Statistical Guarantees for Link Prediction using Graph Neural Networks
Alan Chung, Amin Saberi, Morgane Austern
TL;DR
This work provides statistical guarantees for link prediction on graphs generated by graphons using a linear Graphon GNN (LG-GNN). The authors introduce a two-stage pipeline: LG-GNN embeddings yield estimators of graphon path-moment features, which are then combined via constrained regression to recover edge probabilities $W_{n,i,j}=\rho_n W(\omega_i,\omega_j)$. They prove consistency of moment estimators, derive finite-sample rates, and show that edge ranking can be preserved with faster convergence than full graphon estimation, including guarantees in stochastic block models. They also demonstrate limitations of naive GCN architectures with random initialization, emphasize the identifiability challenges of single-layer dot-product embeddings, and provide empirical results on real (Cora) and synthetic graph models, showing LG-GNN’s competitiveness and speed without heavy tuning.
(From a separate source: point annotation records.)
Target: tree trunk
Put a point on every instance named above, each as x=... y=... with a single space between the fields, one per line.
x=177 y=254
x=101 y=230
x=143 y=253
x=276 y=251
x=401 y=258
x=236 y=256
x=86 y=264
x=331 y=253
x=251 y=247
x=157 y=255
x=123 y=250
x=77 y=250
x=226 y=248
Overall, the paper advances understanding of when and how GNNs can provably recover underlying edge probabilities and maintain correct edge rankings under graphon-based graph generation, with practical implications for link prediction in sparse and dense regimes.
Abstract
This paper derives statistical guarantees for the performance of Graph Neural Networks (GNNs) in link prediction tasks on graphs generated by a graphon. We propose a linear GNN architecture (LG-GNN) that produces consistent estimators for the underlying edge probabilities. We establish a bound on the mean squared error and give guarantees on the ability of LG-GNN to detect high-probability edges. Our guarantees hold for both sparse and dense graphs. Finally, we demonstrate some of the shortcomings of the classical GCN architecture, as well as verify our results on real and synthetic datasets.